The eight cells used by a pair of beverley quartes may be combined differently to give a pair of semiregular quartes in the following three ways. Only the first of these is mentioned by Murray, since it is the only type occurring in 8×8 magic tours; but the others may be usable on larger boards.
"The use of irregular quartes" [of type (a)] "was first shown by Charles Bouvier in 1876 (05a) and two other tours with these quartes were discovered later by C. E. Reuss (00j) and M. Wihnyk (27f)."
"The conditions under which this substitution may be made without destroying the magic feature are: (1) The tour must include two pairs of beverley quartes in the same half of the board and symmetrically placed with respect to the shorter median of that halfboard [the halfblocks used being parallel to that median]. (2) If in the tour one pair of beverley quartes are the quartes numbered m and n in the tour, and m' and n' are the other pair, m being symmetrical to m' and n to n', then we must have m + m' = n + n' = 15. The replacement of the beverley quartes by the irregular quartes as in (d) then leaves the resulting tour magic. " [The overall effect of the change is an interchange of four pairs of numbers.] "The tours of this type, 00j, 05a, 27f are related in this way to the tours 00d, 05e, 27d respectively (strangely 05a, with irregular quartes, was discovered before 05e, with beverley quartes)."
The tours with 4 irregular quartes are the three semiregular tours listed above plus Murray's four tours of Beverley type 27g, 27h, 27n, 27o, which have both pairs of chains in the same halfboard, and Lehmann's 16a and the new 07a from Mackay et al, in which the contraparallel chains are in different halfboards. In 16a and 07a two lines have X = 61, N = 16 and two have X = 59, N = 24.
The only tour with 6 irregular quartes is the new Roberts tour 14e which nevertheless has normal values X = 60, N = 20 in all lines.
The tours with 8 irregular quartes are 01i, 12c, 12d, 12f, 12g, 12h, 23o, 23p, 27e.
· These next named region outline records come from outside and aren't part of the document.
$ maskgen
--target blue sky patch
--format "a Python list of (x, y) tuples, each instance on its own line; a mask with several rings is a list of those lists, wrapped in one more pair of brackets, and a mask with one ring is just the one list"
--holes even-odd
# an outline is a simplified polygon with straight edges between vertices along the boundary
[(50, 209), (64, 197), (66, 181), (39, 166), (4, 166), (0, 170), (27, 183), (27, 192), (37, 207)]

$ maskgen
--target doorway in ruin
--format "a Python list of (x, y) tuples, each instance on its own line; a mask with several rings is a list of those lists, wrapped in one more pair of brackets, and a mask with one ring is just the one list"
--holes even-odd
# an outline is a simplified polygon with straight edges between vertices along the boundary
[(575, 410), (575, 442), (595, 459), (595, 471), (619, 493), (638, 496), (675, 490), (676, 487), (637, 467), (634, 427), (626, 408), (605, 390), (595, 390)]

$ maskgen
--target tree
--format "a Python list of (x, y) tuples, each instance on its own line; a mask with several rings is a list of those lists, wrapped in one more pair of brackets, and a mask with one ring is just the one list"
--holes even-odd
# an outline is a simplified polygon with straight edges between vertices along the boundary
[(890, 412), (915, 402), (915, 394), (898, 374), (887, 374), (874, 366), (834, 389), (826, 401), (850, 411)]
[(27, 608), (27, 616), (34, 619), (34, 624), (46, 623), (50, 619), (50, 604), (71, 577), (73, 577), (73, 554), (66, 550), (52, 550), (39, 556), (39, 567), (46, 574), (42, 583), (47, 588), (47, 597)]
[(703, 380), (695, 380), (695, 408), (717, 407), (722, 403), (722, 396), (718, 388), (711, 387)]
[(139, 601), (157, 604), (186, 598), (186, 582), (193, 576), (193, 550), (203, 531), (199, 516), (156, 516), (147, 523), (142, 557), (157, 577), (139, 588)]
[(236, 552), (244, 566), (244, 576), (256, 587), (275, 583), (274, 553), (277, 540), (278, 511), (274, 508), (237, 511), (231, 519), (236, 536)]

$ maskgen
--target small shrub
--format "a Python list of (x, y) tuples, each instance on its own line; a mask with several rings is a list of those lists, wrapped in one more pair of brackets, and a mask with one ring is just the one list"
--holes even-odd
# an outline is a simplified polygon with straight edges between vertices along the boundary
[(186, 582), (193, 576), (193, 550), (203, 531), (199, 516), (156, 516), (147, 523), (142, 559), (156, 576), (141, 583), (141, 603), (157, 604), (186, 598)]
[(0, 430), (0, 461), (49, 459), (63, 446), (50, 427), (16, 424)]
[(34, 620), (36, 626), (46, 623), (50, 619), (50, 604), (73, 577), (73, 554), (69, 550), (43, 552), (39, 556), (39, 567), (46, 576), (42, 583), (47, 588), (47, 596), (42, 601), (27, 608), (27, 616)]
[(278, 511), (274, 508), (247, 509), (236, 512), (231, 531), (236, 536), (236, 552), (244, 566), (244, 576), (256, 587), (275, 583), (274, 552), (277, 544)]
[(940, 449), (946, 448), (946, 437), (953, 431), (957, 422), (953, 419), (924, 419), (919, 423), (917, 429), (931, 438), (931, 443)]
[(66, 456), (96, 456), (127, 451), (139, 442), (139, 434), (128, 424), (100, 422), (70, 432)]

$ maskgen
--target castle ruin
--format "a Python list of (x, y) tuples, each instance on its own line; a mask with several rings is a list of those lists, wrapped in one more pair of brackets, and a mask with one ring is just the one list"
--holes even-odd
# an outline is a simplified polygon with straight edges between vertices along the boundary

The pairs 12f, 23o; 12d, 12h; 12c, 23p have the same matrices (i.e. the same arrangement of both regular and irregular quartes). In 01i, 12d and 12h two rowsums and two columnsums are X = 59, N = 24 and two X = 61, N = 16.
The only tour with 10 irregular quartes is the new Mackay et al 14f which nevertheless has normal values X = 60, N = 20 in all lines.
The tours with 12 irregular quartes are the newly found Mackay et al tours 00n, 00o and 27t.
The tours with all 16 quartes irregular are the seven 00l, 00k, 01e, 12i, 12j, 12k, 12l, all with different arrangements of the quartes, five of which are in biaxial symmetry, the exceptions being the cyclic tours 00l, 00k which have one axis of symmetry.